Affinity Purification.
The cells were resuspended in 600 μL of lysis buffer (50 mM Tris⋅HCl, pH 7.5, 150 mM NaCl, 1 mM EDTA, 0.5% Triton X-100, and 1% protease inhibitor mixture (P8340; Sigma) and lysed by sonication (46). Avidin (A9275; Sigma) was added to the cleared lysate to a final concentration of 0.11 mg/mL and incubated at 4 °C for 1 h. The supernatant was then incubated at 4 °C for 2 h with 10 μL of StrepTactin resin (Sepharose High Performance, Cytiva). The lysate was removed, and the resin was manually washed three times with 1 mL of wash buffer (50 mM Tris⋅HCl, pH 7.5, 150 mM NaCl, and 1 mM EDTA). Throughout the washing steps, the resin was brought to the bottom of the tube by centrifugation at 200 × g for 45 s. The overall duration of the washing step was 6 min. To elute the protein, the beads were covered with a wash buffer supplemented with 10 mM biotin for 30 min with occasional gentle mixing. The supernatant was collected and prepared for MS.

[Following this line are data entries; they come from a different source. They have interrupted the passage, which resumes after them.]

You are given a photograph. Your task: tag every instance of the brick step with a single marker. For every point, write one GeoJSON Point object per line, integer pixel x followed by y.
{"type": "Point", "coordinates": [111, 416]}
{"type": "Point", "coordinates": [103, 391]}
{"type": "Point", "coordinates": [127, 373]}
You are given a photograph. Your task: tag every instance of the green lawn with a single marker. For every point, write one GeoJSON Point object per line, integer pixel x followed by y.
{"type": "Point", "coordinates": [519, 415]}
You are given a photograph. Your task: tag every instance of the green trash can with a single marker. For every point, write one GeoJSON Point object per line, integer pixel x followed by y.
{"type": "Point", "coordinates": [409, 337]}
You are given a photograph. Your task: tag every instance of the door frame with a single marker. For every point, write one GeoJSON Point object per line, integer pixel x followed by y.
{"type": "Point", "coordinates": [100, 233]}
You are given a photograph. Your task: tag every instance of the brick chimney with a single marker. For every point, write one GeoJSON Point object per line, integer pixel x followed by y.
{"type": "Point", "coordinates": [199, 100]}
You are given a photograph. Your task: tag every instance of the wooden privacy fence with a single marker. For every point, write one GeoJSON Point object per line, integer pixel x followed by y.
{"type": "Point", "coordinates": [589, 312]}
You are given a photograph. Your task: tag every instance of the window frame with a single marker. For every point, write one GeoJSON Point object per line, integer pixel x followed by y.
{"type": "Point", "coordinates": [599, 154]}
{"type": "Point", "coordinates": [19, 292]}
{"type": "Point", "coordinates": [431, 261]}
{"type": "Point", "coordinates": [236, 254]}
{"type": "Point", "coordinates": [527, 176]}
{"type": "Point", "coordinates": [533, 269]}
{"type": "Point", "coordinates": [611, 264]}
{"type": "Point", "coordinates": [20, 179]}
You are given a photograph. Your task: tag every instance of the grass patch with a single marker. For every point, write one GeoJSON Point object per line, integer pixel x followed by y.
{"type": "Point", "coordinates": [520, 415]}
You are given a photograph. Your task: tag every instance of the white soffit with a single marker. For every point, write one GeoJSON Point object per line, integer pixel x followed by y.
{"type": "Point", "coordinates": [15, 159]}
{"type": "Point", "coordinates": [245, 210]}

In Vitro Cross-Linking of Nsp2.
For in vitro cross-linking, the dissociated cells were immediately resuspended in the Hepes lysis buffer and lysed as described above. The affinity purification was modified to use Hepes wash buffer (Hepes, pH 8.0, and 200 mM NaCl, no detergent added) and Hepes elution buffer (Hepes wash buffer with 10 mM biotin). For testing the structural effect of the cation environment, the Hepes buffer was supplemented throughout all the steps with either 50 μM ZnCl2, 50 μM MgCl2, or no cation addition. For BS3 [bis(sulfosuccinimidyl)suberate] cross-linking, the eluted protein was incubated with either 0.5 or 1 mM BS3 at 30 °C for 30 min, quenched with 20 mM ammonium bicarbonate for 10 min, and then prepared for MS.

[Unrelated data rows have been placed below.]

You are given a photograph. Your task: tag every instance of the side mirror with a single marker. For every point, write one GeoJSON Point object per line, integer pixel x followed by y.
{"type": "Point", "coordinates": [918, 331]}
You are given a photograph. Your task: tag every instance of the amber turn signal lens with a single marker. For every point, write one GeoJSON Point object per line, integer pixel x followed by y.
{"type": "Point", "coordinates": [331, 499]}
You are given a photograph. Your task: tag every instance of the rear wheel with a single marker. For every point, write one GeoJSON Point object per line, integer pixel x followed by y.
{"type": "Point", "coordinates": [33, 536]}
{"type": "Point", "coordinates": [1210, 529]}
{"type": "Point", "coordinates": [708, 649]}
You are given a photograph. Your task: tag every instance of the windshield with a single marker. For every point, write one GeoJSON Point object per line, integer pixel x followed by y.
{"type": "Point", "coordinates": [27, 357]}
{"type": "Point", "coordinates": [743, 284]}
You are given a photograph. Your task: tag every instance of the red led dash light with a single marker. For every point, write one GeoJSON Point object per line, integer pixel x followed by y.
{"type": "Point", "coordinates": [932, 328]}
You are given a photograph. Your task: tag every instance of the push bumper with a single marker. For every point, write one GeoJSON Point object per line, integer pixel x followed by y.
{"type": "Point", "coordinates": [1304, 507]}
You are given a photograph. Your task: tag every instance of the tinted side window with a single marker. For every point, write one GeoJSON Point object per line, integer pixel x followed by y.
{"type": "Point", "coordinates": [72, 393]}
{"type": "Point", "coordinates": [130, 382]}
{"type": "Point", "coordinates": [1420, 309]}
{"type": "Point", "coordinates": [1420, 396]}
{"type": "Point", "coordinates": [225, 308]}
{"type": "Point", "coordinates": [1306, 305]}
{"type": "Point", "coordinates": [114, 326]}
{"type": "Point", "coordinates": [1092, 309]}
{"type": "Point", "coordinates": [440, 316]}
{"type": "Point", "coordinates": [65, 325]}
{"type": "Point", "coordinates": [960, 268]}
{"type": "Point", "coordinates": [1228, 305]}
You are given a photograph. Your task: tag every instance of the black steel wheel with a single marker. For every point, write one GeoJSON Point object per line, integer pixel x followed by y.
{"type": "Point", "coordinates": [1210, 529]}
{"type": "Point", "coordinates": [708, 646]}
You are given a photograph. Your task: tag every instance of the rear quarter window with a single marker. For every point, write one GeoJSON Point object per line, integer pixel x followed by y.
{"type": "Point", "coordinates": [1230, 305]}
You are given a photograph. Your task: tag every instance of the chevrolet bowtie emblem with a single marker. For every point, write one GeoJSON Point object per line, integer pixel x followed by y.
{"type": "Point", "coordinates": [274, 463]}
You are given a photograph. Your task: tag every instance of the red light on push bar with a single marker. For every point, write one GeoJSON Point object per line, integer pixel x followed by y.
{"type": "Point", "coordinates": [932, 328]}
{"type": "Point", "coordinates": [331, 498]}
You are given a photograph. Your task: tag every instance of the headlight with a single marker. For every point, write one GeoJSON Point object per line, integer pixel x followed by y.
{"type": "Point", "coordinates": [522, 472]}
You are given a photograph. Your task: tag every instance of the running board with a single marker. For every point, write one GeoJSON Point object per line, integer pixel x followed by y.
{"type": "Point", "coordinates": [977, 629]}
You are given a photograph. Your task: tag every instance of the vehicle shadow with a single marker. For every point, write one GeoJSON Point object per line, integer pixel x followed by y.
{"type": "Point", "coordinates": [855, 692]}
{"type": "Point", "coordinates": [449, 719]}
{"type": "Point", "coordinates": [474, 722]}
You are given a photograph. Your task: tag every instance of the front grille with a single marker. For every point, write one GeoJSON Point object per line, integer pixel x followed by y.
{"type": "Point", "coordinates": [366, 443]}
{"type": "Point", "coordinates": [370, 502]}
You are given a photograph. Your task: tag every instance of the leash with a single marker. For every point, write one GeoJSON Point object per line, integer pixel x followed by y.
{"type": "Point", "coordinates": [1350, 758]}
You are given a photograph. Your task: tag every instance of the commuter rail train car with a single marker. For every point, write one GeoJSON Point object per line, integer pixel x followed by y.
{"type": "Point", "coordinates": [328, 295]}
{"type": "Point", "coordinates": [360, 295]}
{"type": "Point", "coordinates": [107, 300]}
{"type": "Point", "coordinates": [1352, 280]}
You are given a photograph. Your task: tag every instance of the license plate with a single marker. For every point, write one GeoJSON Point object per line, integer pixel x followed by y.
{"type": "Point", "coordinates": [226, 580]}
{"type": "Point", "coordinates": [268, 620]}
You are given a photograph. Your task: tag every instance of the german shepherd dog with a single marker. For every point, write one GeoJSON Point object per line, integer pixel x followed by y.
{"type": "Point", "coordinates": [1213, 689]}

Preparation of Samples for MS.
The digestion protocol was recently described (46). Based on ultraviolet absorbance measurements, the final amounts per experiment of peptides in the tryptic digest were 20 μg, 2 μg, and 200 ng for N, Nsp2, and Nsp1, respectively. Despite the low amount, we attempted to enrich for cross-linked peptides in the case of Nsp2. To that end, peptides from two different purifications were enriched by either strong cation exchange chromatography (47) or size-exclusion chromatography (48). The enrichments led to the identification of three new cross-links (out of 53) over the standard mass spectrometric analysis of the full digest. We conclude that the common enrichment techniques are not effective for protein samples of such low amounts.
MS.
The samples were analyzed by a 120-min 0-to-40% acetonitrile gradient on a liquid chromatography system coupled to a Q-Exactive HF mass spectrometer. The analytical column was an EasySpray 25 cm heated to 40 °C. The method parameters of the run were as follows: Data-Dependent Acquisition; Full MS resolution 70,000 ; MS1 AGC target 1e6; MS1 Maximum IT 200 ms; Scan range 450 to 1,800; dd-MS/MS resolution 35,000; MS/MS AGC target 2e5; MS2 Maximum IT 600 ms; Loop count Top 12; Isolation window 1.1; Fixed first mass 130; MS2 Minimum AGC target 800; Peptide match - off; Exclude isotope - on; Dynamic exclusion 45 seconds. Each cross-linked sample was measured twice in two different HCD energies (NCE): 26, and stepped 25, 30, and 35. All cross-linked samples were measured with the following charge exclusion: unassigned,1,2,3,8,>8. Proteomics samples were measured with the following charge exclusion: unassigned,1,8,>8.
Proteomics Analysis of Interacting Proteins.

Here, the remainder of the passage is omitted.